No, the important issue is what to do with an aging populous that seems almost predestined to be its own worst enemy in staving off the isolation and breathtaking loneliness of advanced age in America. I am not so short-sighted as to be unable to imagine myself in Pudgy Vonnegut’s place, approaching young strangers who remind me of myself from half a lifetime prior and besieging them with details of my rapidly becoming less interesting existence. (I am after all, a writer, and one who through this very medium here [the blog] turns the pen [keyboard] on my own life a fair bit.) And as fewer people feign interest, the frenzy to hurry the narrative and get the information out to someone, anyone, dear God please just listen to me for five minutes so I don’t have to tell my cat or the wall again, well this is just human nature.

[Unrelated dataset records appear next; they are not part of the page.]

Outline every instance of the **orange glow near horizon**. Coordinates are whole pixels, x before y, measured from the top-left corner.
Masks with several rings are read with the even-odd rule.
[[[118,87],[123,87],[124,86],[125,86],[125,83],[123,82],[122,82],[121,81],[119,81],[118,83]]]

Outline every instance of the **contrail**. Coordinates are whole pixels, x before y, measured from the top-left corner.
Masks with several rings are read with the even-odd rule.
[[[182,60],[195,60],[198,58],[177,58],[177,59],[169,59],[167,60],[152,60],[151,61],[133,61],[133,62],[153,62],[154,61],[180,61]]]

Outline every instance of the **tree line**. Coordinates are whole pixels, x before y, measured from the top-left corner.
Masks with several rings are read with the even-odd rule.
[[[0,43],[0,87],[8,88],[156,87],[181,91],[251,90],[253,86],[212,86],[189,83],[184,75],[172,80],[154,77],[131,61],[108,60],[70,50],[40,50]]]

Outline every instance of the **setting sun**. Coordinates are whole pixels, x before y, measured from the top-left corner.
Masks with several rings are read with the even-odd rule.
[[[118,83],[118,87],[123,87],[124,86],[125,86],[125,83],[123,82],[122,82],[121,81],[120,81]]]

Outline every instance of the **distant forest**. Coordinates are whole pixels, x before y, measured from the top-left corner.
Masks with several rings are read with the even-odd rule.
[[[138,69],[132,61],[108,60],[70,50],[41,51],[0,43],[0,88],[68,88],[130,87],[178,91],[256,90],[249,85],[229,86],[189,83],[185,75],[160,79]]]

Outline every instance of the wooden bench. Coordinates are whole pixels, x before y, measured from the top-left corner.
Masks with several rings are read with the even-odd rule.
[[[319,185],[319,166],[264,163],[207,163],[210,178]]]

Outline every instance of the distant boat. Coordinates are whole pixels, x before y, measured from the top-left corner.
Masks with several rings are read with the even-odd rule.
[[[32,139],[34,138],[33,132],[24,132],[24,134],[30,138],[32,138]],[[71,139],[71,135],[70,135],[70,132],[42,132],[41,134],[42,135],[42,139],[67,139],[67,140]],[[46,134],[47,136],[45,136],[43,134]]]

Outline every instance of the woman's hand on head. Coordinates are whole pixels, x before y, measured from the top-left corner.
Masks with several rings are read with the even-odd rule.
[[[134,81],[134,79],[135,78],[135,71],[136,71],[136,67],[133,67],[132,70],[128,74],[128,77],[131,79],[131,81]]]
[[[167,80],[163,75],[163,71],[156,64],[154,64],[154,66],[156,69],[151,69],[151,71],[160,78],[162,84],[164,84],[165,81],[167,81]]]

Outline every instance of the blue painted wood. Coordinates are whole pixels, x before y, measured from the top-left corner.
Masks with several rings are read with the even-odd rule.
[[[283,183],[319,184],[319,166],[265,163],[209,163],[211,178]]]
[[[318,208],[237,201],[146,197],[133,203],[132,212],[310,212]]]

This is the portion of our program where I should present to you some futuristic invention, such as the ListenerBot 9000 TM, which placates grandma so you don’t have to, or I unveil some wise social practice that seems so simple and was universal amongst the Huguenots of sixteenth-century France before they were persecuted for their compassion for older generations. Sadly, dear readers, this problem seems intractably elusive of either such quick-fix. I am tempted to say that the burden to solve this problem rests more heavily on the shoulders of those such as Drew, who at least seem to derive some utility from random interaction with what Barenaked Ladies termed “the old and the bored”. Of course, I also know that some modicum of Drew’s entertainment from these interactions is that he can gently poke fun at such people… I think he would have been far less likely to take on Minnesota Skinny without the ability to both make Greg and I feel uncomfortable and socially challenged and to make some sly jokes at Minnesota Skinny’s expense, while winking to Greg and I. Nothing against Drew – we all have our ways of making pedestrian aspects of our lives more palatable to ourselves and I would do the same were I naturally more extroverted.
But I’m not. And so I will cringe away from Minnesota Skinny and Pudgy Vonnegut and give the name “Jimbob” wherever I have to do so to order food so I don’t have to explain the story behind Storey (or worse yet, answer to Torrey, Stormy, Stony, or Stuart). And Pudgy Vonnegut will continue to accost strangers while his girlfriend works three jobs and his friend goes for walks around Princeton and wonder if anyone is really hearing him when he talks about the importance of staying on a proper diet for diabetics.
Good luck, Pudgy. I wish I had better answers for us both.